Plan: | Buitengebied, Bremmelerstraat 16 |
---|---|
Status: | vastgesteld |
Plantype: | wijzigingsplan |
IMRO-idn: | NL.IMRO.1773.BP2013001041-0301 |
De Wet geurhinder en veehouderij (Wgv) schrijft voor op welke wijze een bevoegd gezag de geurhinder vanwege dierenverblijven moet beoordelen indien een veehouderij een milieuvergunning aanvraagt. Indirect geeft de Wgv ook consequenties voor de totstandkoming van geurgevoelige objecten en dus voor de ruimtelijke ordening, dit wordt wel de 'omgekeerde werking' genoemd. De reden hiervoor is duidelijk: een geurnorm is bedoeld om mensen te beschermen tegen overmatige geurhinder, omgekeerd moet een bevoegd gezag dan ook niet toestaan dat mensen zichzelf blootstellen aan die overmatige hinder.
De ruimtelijke plannen waarvoor de omgekeerde werking moet worden beoordeeld, zijn met name bestemmingsplannen waarin locaties voor woningbouw, zoals een woonwijk of een ruimte-voor-ruimte-woning, of recreatie en toerisme worden vastgelegd.
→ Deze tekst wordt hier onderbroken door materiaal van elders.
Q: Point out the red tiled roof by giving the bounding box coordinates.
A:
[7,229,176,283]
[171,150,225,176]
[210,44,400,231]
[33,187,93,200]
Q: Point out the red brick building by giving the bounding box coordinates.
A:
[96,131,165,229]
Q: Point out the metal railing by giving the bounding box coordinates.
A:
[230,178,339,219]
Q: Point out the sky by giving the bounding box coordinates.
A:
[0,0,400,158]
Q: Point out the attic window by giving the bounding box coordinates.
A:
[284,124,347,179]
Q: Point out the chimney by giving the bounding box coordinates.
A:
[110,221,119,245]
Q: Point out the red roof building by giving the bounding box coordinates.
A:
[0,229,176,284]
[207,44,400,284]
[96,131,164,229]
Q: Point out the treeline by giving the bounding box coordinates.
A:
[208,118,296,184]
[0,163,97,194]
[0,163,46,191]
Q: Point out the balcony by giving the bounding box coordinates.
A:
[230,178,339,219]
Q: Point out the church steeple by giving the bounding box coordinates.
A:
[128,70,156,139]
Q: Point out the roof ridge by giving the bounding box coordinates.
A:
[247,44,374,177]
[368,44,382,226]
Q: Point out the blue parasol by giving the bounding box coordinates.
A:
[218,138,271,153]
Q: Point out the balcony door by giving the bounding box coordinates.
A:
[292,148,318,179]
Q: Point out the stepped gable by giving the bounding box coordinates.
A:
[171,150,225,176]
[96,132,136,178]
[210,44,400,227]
Bij de besluitvorming hieromtrent moet opnieuw de milieutoets op de omgekeerde werking worden uitgevoerd, er wordt immers opnieuw bestemd.
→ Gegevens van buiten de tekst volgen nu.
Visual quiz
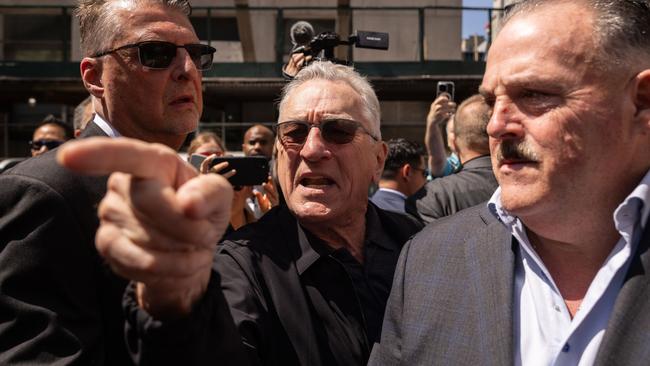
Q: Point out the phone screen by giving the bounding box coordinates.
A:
[190,154,269,186]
Voor nieuwe woningen dient indien gelegen in het buitengebied ten opzichte van bestaande agrarische bedrijven een afstand van 50 meter aangehouden te worden.
In de omgeving van de Bremmelerstraat 16 zijn meerdere veehouderijen gelegen.
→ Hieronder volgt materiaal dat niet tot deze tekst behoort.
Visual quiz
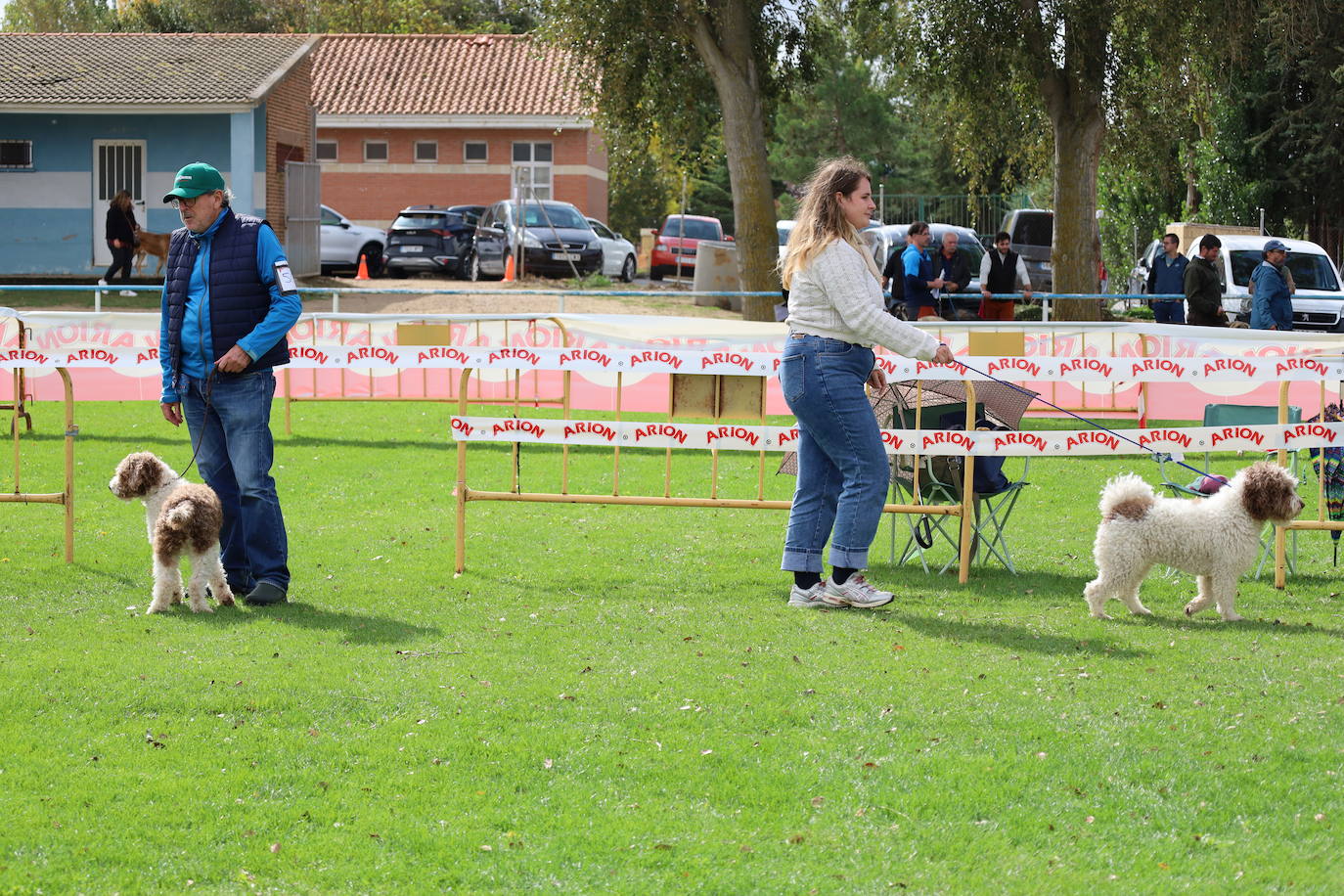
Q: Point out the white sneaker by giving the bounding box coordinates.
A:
[789,582,830,609]
[822,572,894,609]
Voor melkrundvee is geen geuremissiefactor vastgesteld. Het geurgevoelige object is gelegen in het buitengebied en daarom geldt een minimaal aan te houden afstand van 50 meter. Aan deze afstand wordt ruimschoots voldaan.
Naast de voorgrondbelasting (geurcirkels) dient ook de achtergrondbelasting worden bekeken. Het betreft de totale geurbelasting ter plaatse van een geurgevoelig object. Met name intensieve veehouderijen dragen bij aan de achtergrondbelasting. Aangezien de afstanden van intensieve veehouderijen tot het plangebied dusdanig groot zijn en het hier een buitengebied betreft, waarin voor de achtergrondbelasting een (aanzienlijk) hogere waarde acceptabel wordt geacht dan voor een dorpskern, kan naar redelijkheid worden gesteld dat het ter hoogte van het plangebied een aanvaardbaar woon- en leefklimaat betreft. In het kader van het bestemmingsplan Buitengebied is geconcludeerd dat het achtergrondnivo goed tot zeer goed is.